Adding new dependencies or updating existing ones¶
To add new dependencies or update existing ones, you need to update the pyproject.toml
file. This can be done automatically with uv add ${package}
command. Refer to the uv documentation for more information.
Java¶
Officially, PySpark requires Java version 8, or 11, 17. To support hail (gentropy dependency) it is recommended to use Java 11.
Pre-commit¶
If you see an error message thrown by pre-commit, which looks like this (SyntaxError: Unexpected token '?'
), followed by a JavaScript traceback, the issue is likely with your system NodeJS version.
One solution which can help in this case is to upgrade your system NodeJS version. However, this may not always be possible. For example, Ubuntu repository is several major versions behind the latest version as of July 2023.

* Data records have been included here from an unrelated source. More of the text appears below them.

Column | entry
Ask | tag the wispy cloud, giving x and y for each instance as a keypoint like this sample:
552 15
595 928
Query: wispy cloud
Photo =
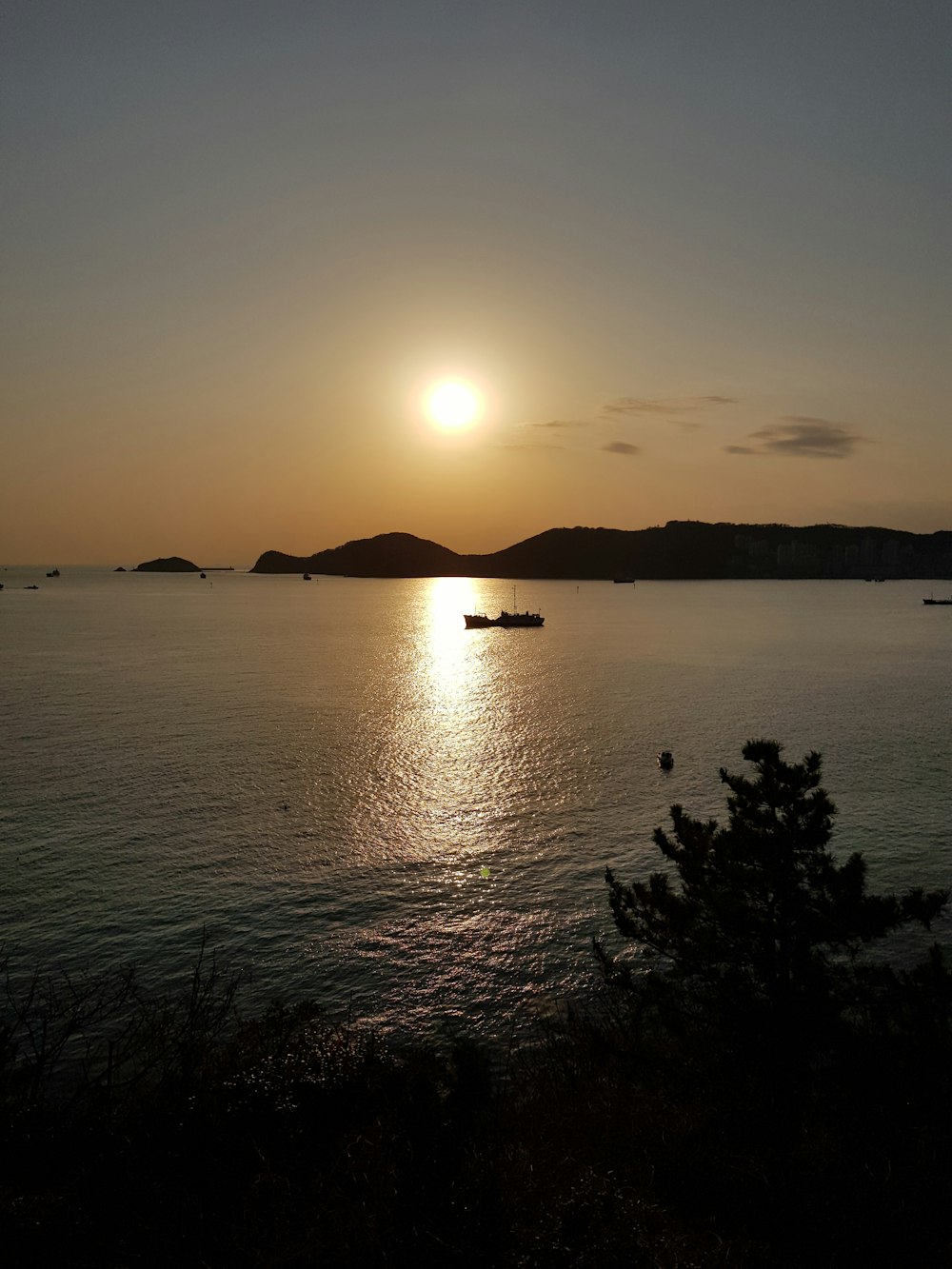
558 424
634 407
800 435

Another solution which helps is to remove Node, NodeJS, and npm from your system entirely. In this case, pre-commit will not try to rely on a system version of NodeJS and will install its own, suitable one.
On Ubuntu, this can be done using sudo apt remove node nodejs npm
, followed by sudo apt autoremove
. But in some cases, depending on your existing installation, you may need to also manually remove some files. See this StackOverflow answer for guidance.
MacOS¶
Some functions on MacOS may throw a java error:
python3.10/site-packages/py4j/protocol.py:326: Py4JJavaError
This can be resolved by adding the follow line to your ~/.zshrc
:
export OBJC_DISABLE_INITIALIZE_FORK_SAFETY=YES
Creating development dataproc cluster (OT users only)¶
To start dataproc cluster in the development mode run
make create-dev-cluster
Tip
This command will work, provided you have fully commited and pushed all your changes to the remote repository.
The command will create a new dataproc cluster with the following configuration:
- package installed from the current branch you are checkout on (for example
dev
orfeature/xxx
) - uv installed in the cluster (to speed up the installation and dependency resolution process)
- cli script to run gentropy steps
This process requires gentropy to be installable by git repository - see VCS support in pip documentation.